Di sisi lain, selebritas sering kali hanya menjadi wajah partai, tanpa peran signifikan dalam pengambilan keputusan. Ini membuat mereka rentan menjadi alat partai, bukan sebagai wakil rakyat yang sebenarnya.
Dengan semakin banyaknya selebritas yang masuk ke dunia politik, kita perlu bertanya, apakah ini pertanda krisis representasi? Jika pemilih terus memilih hanya berdasarkan popularitas, kita mungkin akan melihat penurunan kualitas legislasi.
Solusi yang mungkin adalah memperkuat pondasi bagi pendidikan politik bagi masyarakat, agar pemilih lebih memahami tugas dan tanggung jawab seorang legislator. Media juga harus lebih bertanggung jawab dalam memberikan informasi mendalam tentang kandidat, tidak hanya mengandalkan popularitas mereka.

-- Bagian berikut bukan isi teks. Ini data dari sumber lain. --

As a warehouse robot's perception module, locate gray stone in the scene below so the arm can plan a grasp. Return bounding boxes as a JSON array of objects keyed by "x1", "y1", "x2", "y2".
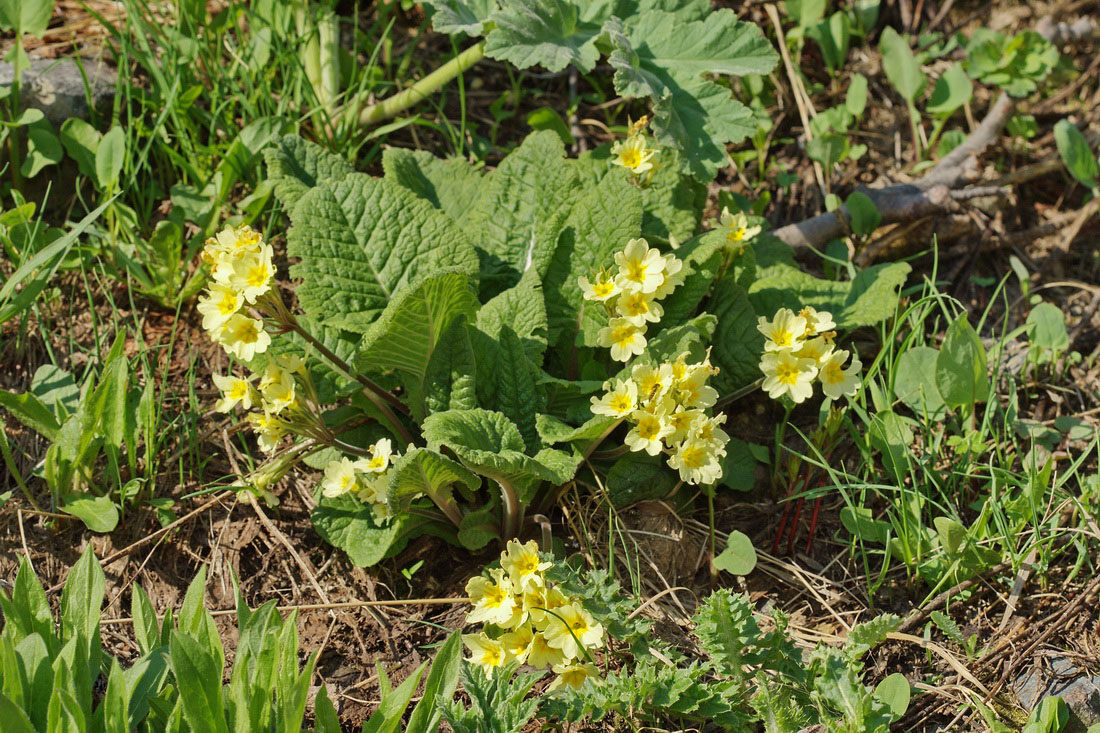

Masuknya 25 selebritas ke parlemen periode 2024-2029 menunjukkan bahwa popularitas memainkan peran besar dalam demokrasi kita. Namun, untuk memastikan demokrasi yang sehat, kita membutuhkan pemimpin yang tidak hanya populer, tapi juga kompeten dan mampu menjalankan tugas mereka dengan baik.